The sometime Canadian then had a truncated run on The Incredible Hulk – it’s not clear to me why he didn’t do more than six issues of the rampaging creature’s adventures.  It’s not like he didn’t have the staying power – as he proved when he did the creative duties on The Fantastic Four for a staggering six years.  (It wasn’t until I read the early Kirby/Lee issues of Fantastic Four that I understood what Byrne was trying to accomplish with Mister Fantastic, the Invisible Woman, the Human Torch and the Thing. So sometimes a particular run will “echo” a previous one on purpose.)

Other runs I love: Walt Simonson on Thor, David Mazzuchelli on Daredevil, George Perez and Marv Wolfman on The New Teen Titans, George Freeman on Captain Canuck, Michael Golden and Bill Mantlo on The Micronauts.

The new wrinkle in modern publishing seems to be that the legendary runs are published as a series with a limited lifespan, such as Jeff Lemire’s 40-issue Sweet Tooth series, which was such a moving story (with a concrete ending) it made me cry. Or Mark Waid’s Irredeemable, which lasted a similar 37 issues. Those comics were not meant to go on endlessly.
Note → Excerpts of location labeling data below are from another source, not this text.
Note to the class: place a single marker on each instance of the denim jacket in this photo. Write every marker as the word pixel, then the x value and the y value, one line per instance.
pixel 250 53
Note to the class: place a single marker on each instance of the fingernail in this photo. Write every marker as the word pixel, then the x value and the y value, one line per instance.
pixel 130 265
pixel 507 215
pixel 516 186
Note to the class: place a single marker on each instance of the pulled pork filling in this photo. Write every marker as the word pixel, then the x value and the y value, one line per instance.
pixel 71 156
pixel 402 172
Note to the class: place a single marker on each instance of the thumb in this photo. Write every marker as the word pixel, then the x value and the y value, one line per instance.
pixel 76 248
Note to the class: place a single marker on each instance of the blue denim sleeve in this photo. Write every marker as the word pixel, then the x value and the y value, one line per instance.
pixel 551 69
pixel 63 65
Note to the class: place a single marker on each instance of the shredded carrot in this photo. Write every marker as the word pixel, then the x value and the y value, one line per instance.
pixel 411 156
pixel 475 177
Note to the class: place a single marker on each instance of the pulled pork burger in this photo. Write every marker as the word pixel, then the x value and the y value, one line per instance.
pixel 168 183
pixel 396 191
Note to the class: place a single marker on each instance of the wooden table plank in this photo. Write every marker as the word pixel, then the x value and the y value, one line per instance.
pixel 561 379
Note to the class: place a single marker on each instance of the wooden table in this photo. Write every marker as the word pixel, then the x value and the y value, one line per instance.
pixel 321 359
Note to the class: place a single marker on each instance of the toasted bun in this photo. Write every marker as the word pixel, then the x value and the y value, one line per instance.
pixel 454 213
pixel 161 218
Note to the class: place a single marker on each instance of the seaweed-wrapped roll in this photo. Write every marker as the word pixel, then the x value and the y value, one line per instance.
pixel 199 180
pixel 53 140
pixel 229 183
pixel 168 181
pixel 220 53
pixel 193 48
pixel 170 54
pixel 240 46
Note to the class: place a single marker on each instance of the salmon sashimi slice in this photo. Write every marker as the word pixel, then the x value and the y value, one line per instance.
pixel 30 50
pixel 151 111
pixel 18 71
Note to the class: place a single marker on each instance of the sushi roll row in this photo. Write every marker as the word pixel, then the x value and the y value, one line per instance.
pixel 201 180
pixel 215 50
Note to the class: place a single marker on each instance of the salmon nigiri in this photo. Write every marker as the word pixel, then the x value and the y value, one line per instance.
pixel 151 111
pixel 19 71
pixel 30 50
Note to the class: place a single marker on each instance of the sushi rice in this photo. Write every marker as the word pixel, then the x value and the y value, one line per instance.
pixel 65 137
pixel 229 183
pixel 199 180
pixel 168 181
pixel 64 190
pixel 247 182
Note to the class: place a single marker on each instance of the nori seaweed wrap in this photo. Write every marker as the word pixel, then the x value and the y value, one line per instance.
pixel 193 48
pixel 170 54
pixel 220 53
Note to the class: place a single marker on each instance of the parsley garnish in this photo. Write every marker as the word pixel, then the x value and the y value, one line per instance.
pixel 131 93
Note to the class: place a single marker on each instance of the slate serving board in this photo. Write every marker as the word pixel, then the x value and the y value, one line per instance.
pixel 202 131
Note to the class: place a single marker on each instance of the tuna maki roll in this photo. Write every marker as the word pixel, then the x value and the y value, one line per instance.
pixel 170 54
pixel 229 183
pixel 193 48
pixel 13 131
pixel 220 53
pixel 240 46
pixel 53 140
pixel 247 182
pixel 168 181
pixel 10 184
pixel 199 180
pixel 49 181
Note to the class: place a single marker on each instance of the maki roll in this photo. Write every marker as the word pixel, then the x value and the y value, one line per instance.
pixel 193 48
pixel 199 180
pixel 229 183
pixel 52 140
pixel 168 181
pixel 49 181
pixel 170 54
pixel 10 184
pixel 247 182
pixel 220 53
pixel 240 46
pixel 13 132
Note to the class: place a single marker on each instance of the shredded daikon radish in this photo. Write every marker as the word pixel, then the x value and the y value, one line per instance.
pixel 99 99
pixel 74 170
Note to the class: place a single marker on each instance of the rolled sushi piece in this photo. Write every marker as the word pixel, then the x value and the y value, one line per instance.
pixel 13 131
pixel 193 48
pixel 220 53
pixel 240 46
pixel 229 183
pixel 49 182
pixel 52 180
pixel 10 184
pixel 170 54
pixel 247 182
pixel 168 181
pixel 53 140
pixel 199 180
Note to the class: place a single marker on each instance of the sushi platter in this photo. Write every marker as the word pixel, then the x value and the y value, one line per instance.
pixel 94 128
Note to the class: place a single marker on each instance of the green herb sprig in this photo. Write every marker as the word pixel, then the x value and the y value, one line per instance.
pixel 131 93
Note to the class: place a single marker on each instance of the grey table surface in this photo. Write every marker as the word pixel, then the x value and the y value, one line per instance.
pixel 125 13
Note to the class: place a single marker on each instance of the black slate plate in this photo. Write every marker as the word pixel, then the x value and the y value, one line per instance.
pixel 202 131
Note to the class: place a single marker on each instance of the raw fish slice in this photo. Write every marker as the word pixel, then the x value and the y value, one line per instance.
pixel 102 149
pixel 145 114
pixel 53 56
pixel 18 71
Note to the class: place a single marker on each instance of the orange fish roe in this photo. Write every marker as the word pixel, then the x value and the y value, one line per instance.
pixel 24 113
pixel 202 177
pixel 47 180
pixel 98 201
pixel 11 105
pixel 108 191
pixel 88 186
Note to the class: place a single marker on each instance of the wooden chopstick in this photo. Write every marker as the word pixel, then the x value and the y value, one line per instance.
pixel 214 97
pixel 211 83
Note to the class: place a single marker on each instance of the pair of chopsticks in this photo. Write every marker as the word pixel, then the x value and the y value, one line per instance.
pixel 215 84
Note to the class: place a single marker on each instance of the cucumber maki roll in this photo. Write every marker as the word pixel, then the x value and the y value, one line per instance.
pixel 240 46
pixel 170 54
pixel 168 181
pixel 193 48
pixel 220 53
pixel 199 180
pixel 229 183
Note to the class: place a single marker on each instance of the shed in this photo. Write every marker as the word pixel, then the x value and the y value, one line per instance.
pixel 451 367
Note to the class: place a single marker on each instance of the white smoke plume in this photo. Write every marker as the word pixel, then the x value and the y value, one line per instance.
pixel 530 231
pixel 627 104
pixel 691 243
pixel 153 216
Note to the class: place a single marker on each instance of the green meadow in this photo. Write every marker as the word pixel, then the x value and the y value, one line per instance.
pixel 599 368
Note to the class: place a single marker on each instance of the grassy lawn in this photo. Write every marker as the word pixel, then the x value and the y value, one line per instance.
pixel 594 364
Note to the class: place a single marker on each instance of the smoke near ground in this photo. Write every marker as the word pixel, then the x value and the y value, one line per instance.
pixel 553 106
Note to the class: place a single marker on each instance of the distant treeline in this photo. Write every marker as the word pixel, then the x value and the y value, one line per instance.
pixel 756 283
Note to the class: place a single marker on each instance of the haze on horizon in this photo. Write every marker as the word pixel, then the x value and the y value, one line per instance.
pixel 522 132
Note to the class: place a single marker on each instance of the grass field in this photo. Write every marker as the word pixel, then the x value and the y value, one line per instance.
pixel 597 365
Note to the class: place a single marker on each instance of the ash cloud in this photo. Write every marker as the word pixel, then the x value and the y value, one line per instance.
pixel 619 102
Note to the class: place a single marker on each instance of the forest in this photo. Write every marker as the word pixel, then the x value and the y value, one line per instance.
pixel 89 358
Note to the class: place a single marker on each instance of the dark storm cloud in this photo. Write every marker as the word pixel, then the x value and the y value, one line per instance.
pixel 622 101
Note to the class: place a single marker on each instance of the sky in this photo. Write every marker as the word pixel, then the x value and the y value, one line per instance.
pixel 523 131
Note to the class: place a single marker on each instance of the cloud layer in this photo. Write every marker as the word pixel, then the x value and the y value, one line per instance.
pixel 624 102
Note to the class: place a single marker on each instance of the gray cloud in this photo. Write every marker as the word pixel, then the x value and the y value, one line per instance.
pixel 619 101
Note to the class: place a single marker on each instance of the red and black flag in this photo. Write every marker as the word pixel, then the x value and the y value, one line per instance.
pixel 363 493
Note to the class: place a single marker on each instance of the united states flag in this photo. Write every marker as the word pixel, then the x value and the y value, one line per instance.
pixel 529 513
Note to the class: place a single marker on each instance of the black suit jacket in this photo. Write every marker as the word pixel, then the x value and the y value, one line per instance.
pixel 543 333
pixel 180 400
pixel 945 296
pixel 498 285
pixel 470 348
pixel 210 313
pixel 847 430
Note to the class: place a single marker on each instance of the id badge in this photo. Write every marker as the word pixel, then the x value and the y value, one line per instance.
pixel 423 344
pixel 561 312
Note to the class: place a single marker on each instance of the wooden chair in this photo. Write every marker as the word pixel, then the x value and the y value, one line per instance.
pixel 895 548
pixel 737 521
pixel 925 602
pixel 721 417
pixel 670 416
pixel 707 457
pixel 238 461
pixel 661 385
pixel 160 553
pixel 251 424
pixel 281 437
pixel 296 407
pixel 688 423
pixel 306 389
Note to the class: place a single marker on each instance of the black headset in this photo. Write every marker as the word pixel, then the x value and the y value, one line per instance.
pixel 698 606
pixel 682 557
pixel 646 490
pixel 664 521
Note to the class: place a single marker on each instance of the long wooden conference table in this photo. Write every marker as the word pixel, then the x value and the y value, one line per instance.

Perhaps today’s comics publishers realize sometimes less is more, and the concept of a superhero series that will grind on for years, eating up creative talent, has built-in limitations of its own.

I mean, Byrne and Claremont had the audacious ambition to kill off Phoenix during their tenure on X-Men, a stunning move in 1980.  But looking back, it feels like each subsequent creative team has sent her to the grave, too. I know that’s an exaggeration, but even a Phoenix can die only so many times before readers grow restless.

Dan Brown has covered pop culture for more than 31 years as a journalist and also moderates L.A. Mood’s monthly graphic-novel group.